Rock The Bells' Drip Hoodie was featured in our inaugural drop to celebrate the home for classic Hip-Hop. The OG design honored the graffiti writers who weren't satisfied with how spray paint came out of the cans. As a result, writers removed stock caps from oven cleaner and put them on spray paint to get a wider spray arc for their “masterpieces." The Fat Cap was born, and graffiti was never the same.
We recently partnered with artist, Najee' Amor, a New York-based artist (and LL COOL J's son), on a reworked version of the Drip Hoodie with drip flourishes that honor his own design sensibilities.
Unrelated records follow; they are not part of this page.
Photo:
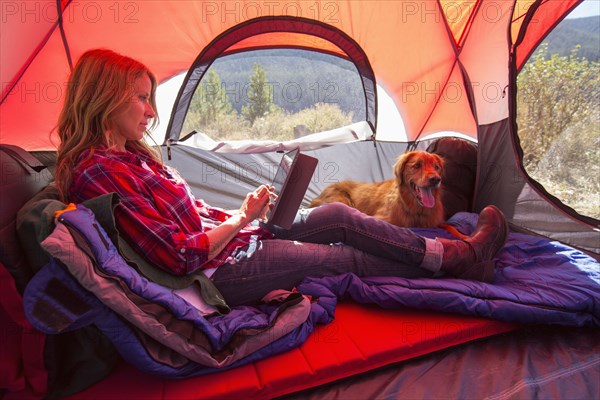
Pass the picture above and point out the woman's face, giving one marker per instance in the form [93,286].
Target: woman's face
[131,119]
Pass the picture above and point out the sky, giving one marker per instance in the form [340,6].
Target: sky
[586,9]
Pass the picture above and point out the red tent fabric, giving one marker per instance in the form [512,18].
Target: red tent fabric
[444,62]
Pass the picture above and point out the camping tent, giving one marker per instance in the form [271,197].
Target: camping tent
[448,65]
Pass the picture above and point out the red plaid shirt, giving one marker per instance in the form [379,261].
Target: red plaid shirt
[158,214]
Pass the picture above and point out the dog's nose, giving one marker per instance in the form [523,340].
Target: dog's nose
[435,180]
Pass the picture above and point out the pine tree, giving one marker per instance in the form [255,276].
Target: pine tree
[260,95]
[210,100]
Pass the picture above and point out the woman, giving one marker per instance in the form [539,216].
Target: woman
[110,103]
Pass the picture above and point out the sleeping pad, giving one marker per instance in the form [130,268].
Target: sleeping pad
[161,332]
How would you describe what you do?
I consider myself an artist. When I think of graphic design, I think more of people designing on the computer. I started bleaching T-shirts because I don't like anyone's T-shirts. It wasn't anything expensive. I would go to Target and just get graphic tees and bleach them just because I wanted a new fit for the clubs. Something I could do that's different and would stand out. And then I started messing around with fabric dyes. So a black shirt, you add red to the fabric, the bleached parts are going to turn red and the black will stay black. And it just starts to look cool. And I've been doing this for about four years.
It's dope that each bleached piece is kind of one of one
Exactly. I actually say everybody's different, like a fingerprint. There's no hoodie that's going to be exactly the same. Every hoodie you get is going to be different, a different pattern, a different smudge. It could be a different color because you could choose, we can do different colors and whatnot. But every hoodie is original and no one has it.
What do you want people to take away from this specific collaboration?
When I think about Hip-Hop, I think about the streets. Rock The Bells is using the best quality. So it just comes out perfect.